Two new “K” codes for prefabricated knee orthosis that are furnished off-the-shelf (OTS)
On August 8, CMS released a change request stating that effective October 1, two new "K" codes will be established for prefabricated single and double upright knee orthosis that are furnished OTS. The addition of the codes will allow the durable medical equipment MACs to correctly adjudicate claims. This Recurring Update Notification applies to the Medicare Claims Processing Manual, Chapter 23, Section 20.
Effective date: October 1, 2014
Implementation date: October 6, 2014
Medicare Managed Care, Chapter 5, Quality Improvement Program (QIP) changes
On August 8, CMS released a change request revising Medicare Managed Care, Chapter 5, with new content and clarification of policy in the following areas: introduction, chronic care improvement and QIP, additional QIP program requirements for special needs plans, structure & process measures, MAO reporting requirements, MA deeming program, and definitions.
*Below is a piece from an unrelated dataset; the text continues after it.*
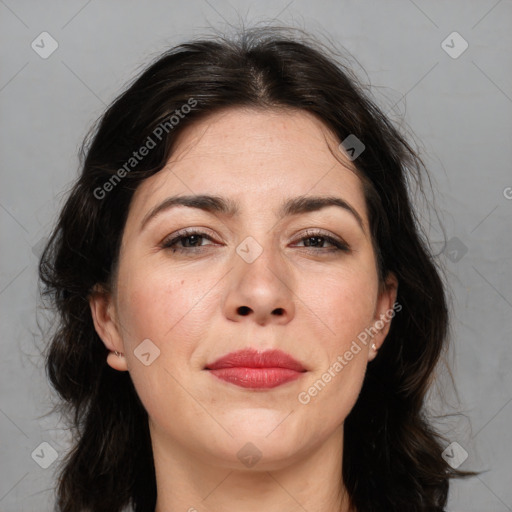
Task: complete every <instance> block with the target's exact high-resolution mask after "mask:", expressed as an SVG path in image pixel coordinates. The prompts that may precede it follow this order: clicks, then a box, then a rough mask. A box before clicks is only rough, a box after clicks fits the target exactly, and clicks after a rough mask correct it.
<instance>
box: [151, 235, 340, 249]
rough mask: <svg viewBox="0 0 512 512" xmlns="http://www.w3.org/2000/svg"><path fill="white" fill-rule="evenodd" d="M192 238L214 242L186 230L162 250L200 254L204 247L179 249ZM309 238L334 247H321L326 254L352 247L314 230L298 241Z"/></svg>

Effective date: August 8, 2014
Implementation date: August 8, 2014
View Transmittal R117MCM.
Critical access hospital (CAH) equipment maintenance requirements
On August 8, CMS stated that in accordance with 42 CFR 485.623(b)(1), CAHs are required to maintain all essential mechanical, electrical, and patient-care equipment in safe operating condition. A CAH may adjust its maintenance, inspection, and testing frequency and activities for facility and medical equipment from what is recommended by the manufacturer, based on a risk-based assessment except in certain situations. CAHs electing to adjust this maintenance must develop policies and procedures and maintain documentation supporting their Alternate Equipment Management (AEM) program and adhere strictly to the AEM activities and frequencies they establish.
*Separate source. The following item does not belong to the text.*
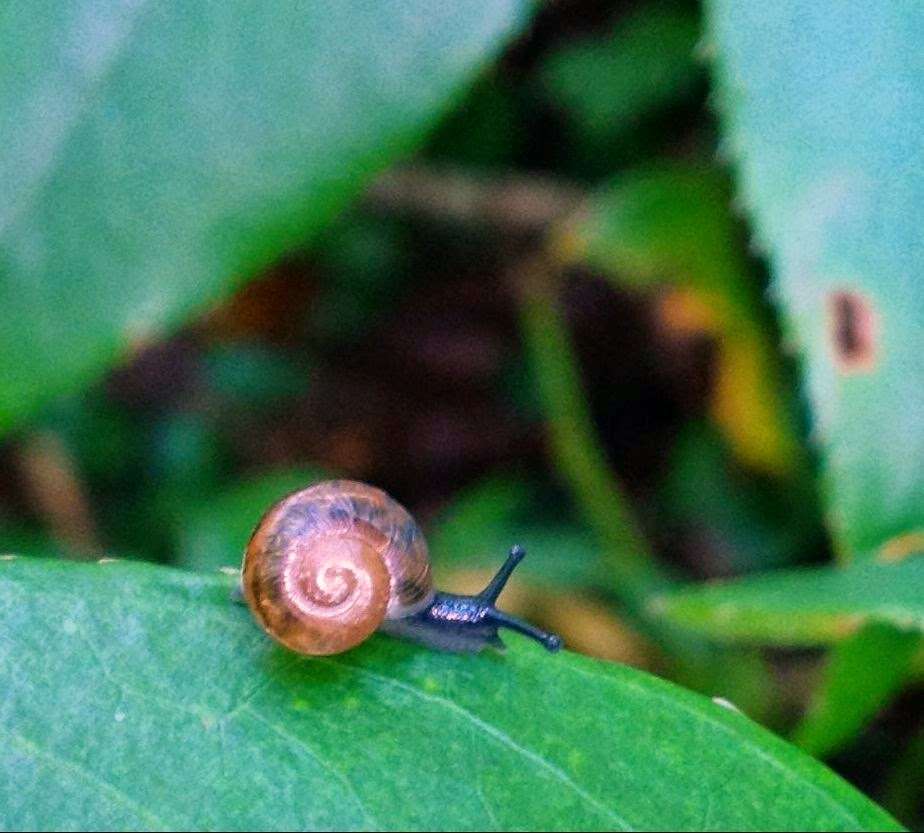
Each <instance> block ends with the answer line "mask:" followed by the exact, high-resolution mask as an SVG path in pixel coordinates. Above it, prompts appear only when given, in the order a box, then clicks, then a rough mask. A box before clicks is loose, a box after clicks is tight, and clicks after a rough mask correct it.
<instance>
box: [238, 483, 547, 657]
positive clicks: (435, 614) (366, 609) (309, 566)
mask: <svg viewBox="0 0 924 833" xmlns="http://www.w3.org/2000/svg"><path fill="white" fill-rule="evenodd" d="M525 555H526V552H525V550H523V548H522V547H518V546H515V547H513V548H511V550H510V553H509V555H508V556H507V560H506V562H505V563H504V565H503V566H502V567H501V568H500V570H498V571H497V574H496V575H495V576H494V578H493V579H492V580H491V582H490V583H489V584H488V586H487V587H486V588H485V589H484V590H482V591H481V592H480V593H478V594H477V595H475V596H462V595H456V594H454V593H441V592H437V591H435V590H434V588H433V580H432V578H431V574H430V559H429V555H428V553H427V544H426V541H425V540H424V537H423V534H422V533H421V531H420V529H419V527H418V526H417V524H416V523H415V521H414V519H413V518H412V517H411V515H410V514H409V513H408V512H407V510H406V509H405V508H404V507H403V506H401V505H400V504H399V503H398V502H397V501H395V500H393V499H392V498H391V497H389V496H388V495H387V494H386V493H385V492H383V491H381V490H380V489H376V488H375V487H373V486H369V485H367V484H365V483H359V482H356V481H351V480H331V481H327V482H324V483H318V484H316V485H314V486H310V487H309V488H307V489H303V490H301V491H299V492H294V493H293V494H290V495H288V496H287V497H284V498H282V500H280V501H279V502H278V503H276V504H274V505H273V506H272V507H270V509H269V510H268V511H267V512H266V514H265V515H264V516H263V518H262V519H261V521H260V523H259V524H258V525H257V528H256V530H254V533H253V535H252V536H251V538H250V542H249V543H248V544H247V549H246V551H245V553H244V563H243V566H242V568H241V588H240V592H241V594H242V595H243V599H244V600H245V601H246V602H247V604H248V606H249V607H250V610H251V612H252V613H253V615H254V617H255V618H256V620H257V622H258V623H259V624H260V625H261V627H262V628H263V629H264V630H265V631H266V632H267V633H268V634H269V635H270V636H272V637H273V638H274V639H275V640H277V641H278V642H281V643H282V644H283V645H285V646H286V647H287V648H290V649H291V650H293V651H297V652H299V653H302V654H311V655H324V654H336V653H340V652H341V651H346V650H349V649H350V648H353V647H354V646H356V645H358V644H360V643H361V642H363V641H364V640H365V639H367V638H368V637H369V636H370V635H371V634H372V633H373V632H374V631H376V630H378V631H383V632H385V633H388V634H390V635H393V636H397V637H401V638H404V639H410V640H412V641H415V642H419V643H422V644H424V645H427V646H428V647H431V648H437V649H439V650H444V651H458V652H464V651H472V652H474V651H480V650H482V649H483V648H486V647H489V646H493V647H500V648H502V647H503V645H504V643H503V642H502V641H501V639H500V637H499V636H498V634H497V631H498V628H509V629H510V630H513V631H518V632H519V633H522V634H525V635H526V636H529V637H531V638H532V639H535V640H536V641H538V642H539V643H541V644H542V645H543V646H545V648H547V649H548V650H549V651H557V650H558V649H559V648H560V647H561V639H560V638H559V637H557V636H555V635H554V634H550V633H546V632H544V631H542V630H539V629H538V628H536V627H533V626H532V625H530V624H529V623H528V622H524V621H522V620H521V619H518V618H516V617H515V616H511V615H509V614H507V613H504V612H502V611H500V610H498V609H497V608H496V607H495V606H494V604H495V602H496V601H497V597H498V596H499V595H500V593H501V591H502V590H503V589H504V585H505V584H506V583H507V579H509V578H510V574H511V573H512V572H513V570H514V568H515V567H516V566H517V564H519V562H520V561H521V560H522V559H523V557H524V556H525Z"/></svg>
View the survey and certification letter.
Update to hospice payment rates, cap, wage index, Quality Reporting Program and the Hospice Pricer for FY 2015
On August 11, CMS released a change request to update the hospice payment rates, hospice wage index, and pricer for FY 2015, and to update the hospice cap amount for the cap year ending October 31, 2014. This Recurring Update applies to Pub 100-04, Medicare Claims Processing Manual, Chapter 11, section 30.2.
Effective date: October 1, 2014
Implementation date: October 6, 2014
Proposed decision memorandum for screening for colorectal cancer
On August 11, CMS proposed that the evidence is sufficient to cover CologuardTM–a multitarget stool DNA test–as a colorectal cancer screening test for asymptomatic average risk beneficiaries aged 50 to 85 years.
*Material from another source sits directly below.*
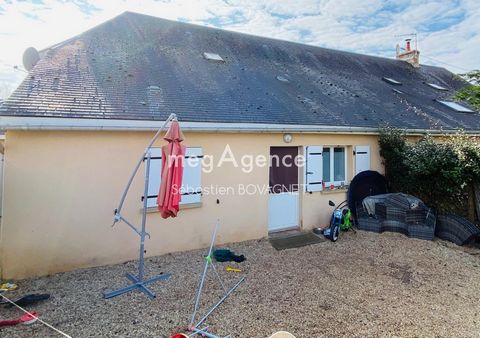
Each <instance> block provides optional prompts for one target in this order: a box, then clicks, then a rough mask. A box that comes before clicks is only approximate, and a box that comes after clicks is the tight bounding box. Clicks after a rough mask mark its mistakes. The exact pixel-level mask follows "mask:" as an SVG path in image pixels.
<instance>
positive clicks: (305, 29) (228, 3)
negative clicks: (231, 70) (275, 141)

View the proposed decision memorandum.
Government Accountability Office (GAO) study on effectiveness and efficiency of contractor post-payment claims reviews
On August 13, GAO released a study regarding several types of Medicare contractors conducting post-payment claims reviews to help reduce improper payments. Questions have been raised about their effectiveness and efficiency, and the burden on providers. GAO was asked to assess aspects of the claims review process.
View the GAO report.
Comments request on Hospital Conditions of Participation and supporting regulations
On August 15, CMS posted a notice in the Federal Register announcing it is collecting comments regarding CMS–R–48, Hospital Conditions of Participation and Supporting Regulations. Comments are due by September 15.